In [1]:
from datasets import load_dataset
from keybert import KeyBERT
import re
from typing import List, Tuple
import numpy as np
from tqdm.notebook import tqdm
import time
import pickle
from datetime import datetime


In [2]:
# Load SemEval dataset
sem_eval_ds = load_dataset("SemEvalWorkshop/sem_eval_2010_task_8")

# Load Inspec dataset
inspec_ds = load_dataset("midas/inspec", "generation")


In [3]:
def clean_sem_eval_sentence(text: str) -> str:
    """Remove entity XML tags from SemEval sentences."""
    return re.sub(r'</?e[12]>', '', text).strip()

def prepare_inspec_text(tokens: List[str]) -> str:
    """Convert list of tokens to clean string for Inspec."""
    return ' '.join([t for t in tokens if not (t.startswith('-') and t.endswith('-'))])

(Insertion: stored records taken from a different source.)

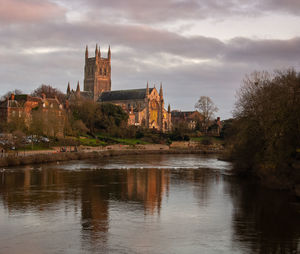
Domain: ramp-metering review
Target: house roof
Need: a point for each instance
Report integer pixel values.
(123, 95)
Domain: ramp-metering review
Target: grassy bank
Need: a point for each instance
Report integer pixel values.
(54, 157)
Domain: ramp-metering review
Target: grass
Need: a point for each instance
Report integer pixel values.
(91, 141)
(123, 141)
(35, 147)
(217, 140)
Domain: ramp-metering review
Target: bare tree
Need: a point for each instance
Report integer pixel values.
(207, 108)
(49, 91)
(8, 94)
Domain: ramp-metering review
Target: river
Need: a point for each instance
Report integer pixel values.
(143, 204)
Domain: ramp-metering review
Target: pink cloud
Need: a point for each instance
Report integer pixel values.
(18, 11)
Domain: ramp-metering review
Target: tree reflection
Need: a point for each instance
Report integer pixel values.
(265, 220)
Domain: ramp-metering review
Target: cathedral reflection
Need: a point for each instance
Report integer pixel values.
(32, 189)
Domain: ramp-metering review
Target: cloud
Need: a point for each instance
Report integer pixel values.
(188, 66)
(18, 11)
(40, 44)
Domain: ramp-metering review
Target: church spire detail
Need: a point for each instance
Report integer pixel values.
(96, 50)
(109, 53)
(86, 52)
(161, 92)
(68, 89)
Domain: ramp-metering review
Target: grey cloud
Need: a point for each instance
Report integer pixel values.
(18, 11)
(157, 11)
(244, 50)
(141, 54)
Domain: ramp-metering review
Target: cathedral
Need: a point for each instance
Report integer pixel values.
(144, 106)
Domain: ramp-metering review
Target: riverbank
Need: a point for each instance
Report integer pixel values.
(54, 156)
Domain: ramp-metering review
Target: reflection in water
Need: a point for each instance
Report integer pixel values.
(264, 220)
(145, 204)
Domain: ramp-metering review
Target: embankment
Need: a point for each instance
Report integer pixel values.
(66, 156)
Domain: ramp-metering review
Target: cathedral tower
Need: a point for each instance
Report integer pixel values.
(97, 73)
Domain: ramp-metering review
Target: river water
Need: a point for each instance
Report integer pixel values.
(143, 204)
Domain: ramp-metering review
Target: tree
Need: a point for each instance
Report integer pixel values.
(8, 94)
(267, 126)
(207, 109)
(49, 91)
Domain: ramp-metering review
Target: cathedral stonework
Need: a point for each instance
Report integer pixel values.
(145, 106)
(97, 73)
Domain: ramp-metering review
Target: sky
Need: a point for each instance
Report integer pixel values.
(195, 48)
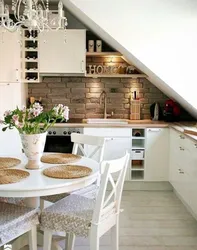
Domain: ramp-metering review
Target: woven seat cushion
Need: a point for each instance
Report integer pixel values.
(54, 198)
(88, 192)
(13, 200)
(72, 214)
(15, 220)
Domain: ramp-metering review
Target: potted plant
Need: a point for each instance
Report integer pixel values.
(32, 124)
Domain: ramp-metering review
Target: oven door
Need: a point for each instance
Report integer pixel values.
(58, 144)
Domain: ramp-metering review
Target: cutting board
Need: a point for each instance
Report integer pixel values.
(191, 131)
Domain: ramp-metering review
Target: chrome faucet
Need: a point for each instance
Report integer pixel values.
(103, 96)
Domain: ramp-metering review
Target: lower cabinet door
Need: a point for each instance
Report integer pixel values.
(157, 154)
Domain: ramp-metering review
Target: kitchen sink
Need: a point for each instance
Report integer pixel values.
(107, 121)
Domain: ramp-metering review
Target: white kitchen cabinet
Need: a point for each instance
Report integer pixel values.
(11, 95)
(183, 168)
(156, 154)
(10, 56)
(62, 52)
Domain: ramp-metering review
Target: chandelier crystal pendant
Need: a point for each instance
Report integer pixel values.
(31, 14)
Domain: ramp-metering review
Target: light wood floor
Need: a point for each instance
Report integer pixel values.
(151, 221)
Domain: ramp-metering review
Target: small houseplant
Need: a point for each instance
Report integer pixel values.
(32, 124)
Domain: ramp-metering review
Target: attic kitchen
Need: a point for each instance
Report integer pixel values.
(108, 96)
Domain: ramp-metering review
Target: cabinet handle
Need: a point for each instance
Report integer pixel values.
(154, 129)
(17, 75)
(82, 66)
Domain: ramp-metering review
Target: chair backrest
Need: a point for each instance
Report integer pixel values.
(108, 203)
(80, 141)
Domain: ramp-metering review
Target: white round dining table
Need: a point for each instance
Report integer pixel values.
(37, 184)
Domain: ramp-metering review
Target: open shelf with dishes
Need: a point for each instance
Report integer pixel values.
(30, 62)
(137, 154)
(104, 61)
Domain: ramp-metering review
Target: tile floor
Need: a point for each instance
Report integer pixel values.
(152, 220)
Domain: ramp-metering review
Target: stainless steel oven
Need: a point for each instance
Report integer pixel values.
(59, 139)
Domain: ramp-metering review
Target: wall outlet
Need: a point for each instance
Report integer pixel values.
(113, 90)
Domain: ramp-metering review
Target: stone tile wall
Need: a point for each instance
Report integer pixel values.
(82, 95)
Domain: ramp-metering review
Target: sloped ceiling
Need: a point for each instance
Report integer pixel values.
(157, 36)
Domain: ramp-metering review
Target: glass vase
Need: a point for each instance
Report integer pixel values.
(33, 146)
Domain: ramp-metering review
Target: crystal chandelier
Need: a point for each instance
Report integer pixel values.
(31, 14)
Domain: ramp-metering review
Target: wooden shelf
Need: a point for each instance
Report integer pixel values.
(32, 71)
(31, 50)
(117, 75)
(31, 39)
(103, 54)
(31, 60)
(32, 81)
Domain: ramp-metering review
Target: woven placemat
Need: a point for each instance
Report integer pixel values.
(67, 171)
(8, 176)
(8, 162)
(60, 158)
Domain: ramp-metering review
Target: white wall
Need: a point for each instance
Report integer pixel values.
(158, 36)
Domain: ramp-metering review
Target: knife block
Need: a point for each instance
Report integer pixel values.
(135, 110)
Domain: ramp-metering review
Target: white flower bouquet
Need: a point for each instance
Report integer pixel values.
(34, 120)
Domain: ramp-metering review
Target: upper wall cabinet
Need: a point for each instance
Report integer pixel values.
(10, 57)
(62, 52)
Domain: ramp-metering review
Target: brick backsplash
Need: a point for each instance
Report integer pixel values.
(82, 95)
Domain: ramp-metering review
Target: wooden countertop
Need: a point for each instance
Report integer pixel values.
(131, 124)
(178, 126)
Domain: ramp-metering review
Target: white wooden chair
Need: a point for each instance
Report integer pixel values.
(81, 216)
(16, 220)
(86, 145)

def extract_keyphrases(text: str, model: KeyBERT, top_n: int = 8) -> List[str]:
    """Extract keyphrases using KeyBERT with maxsum enabled."""
    keyphrases = model.extract_keywords(
        text,
        keyphrase_ngram_range=(1, 3),
        stop_words='english',
        top_n=top_n,
        use_maxsum=True     # <-- Extension 1: improves diversity
    )
    return [kp[0] for kp in keyphrases]

# Initialize KeyBERT with default embedding model
print("Loading KeyBERT model (default)...")
model = KeyBERT()


Loading KeyBERT model (default)...


In [4]:
def evaluate_matches(true_phrases: List[str], extracted_phrases: List[str], partial_match: bool = True) -> Tuple[float, float, float]:
    """Calculate precision, recall, and F1 score with optional partial matching."""
    if partial_match:
        matched_true = set()
        matched_extracted = set()
        for i, ext in enumerate(extracted_phrases):
            for j, true in enumerate(true_phrases):
                if ext.lower() in true.lower() or true.lower() in ext.lower():
                    matched_extracted.add(i)
                    matched_true.add(j)
        matches = len(matched_true)
    else:
        matches = sum(1 for ext in extracted_phrases if any(ext.lower() == true.lower() for true in true_phrases))

    precision = matches / len(extracted_phrases) if extracted_phrases else 0
    recall = matches / len(true_phrases) if true_phrases else 0
    f1 = 2 * (precision * recall) / (precision + recall) if (precision + recall) > 0 else 0
    return precision, recall, f1


In [5]:
def process_sem_eval(dataset, model, top_n=2):
    results = []
    metrics = []
    for sample in tqdm(dataset):
        text = clean_sem_eval_sentence(sample['sentence'])
        true_entities = re.findall(r'<e[12]>(.*?)</e[12]>', sample['sentence'])
        extracted = extract_keyphrases(text, model, top_n=top_n)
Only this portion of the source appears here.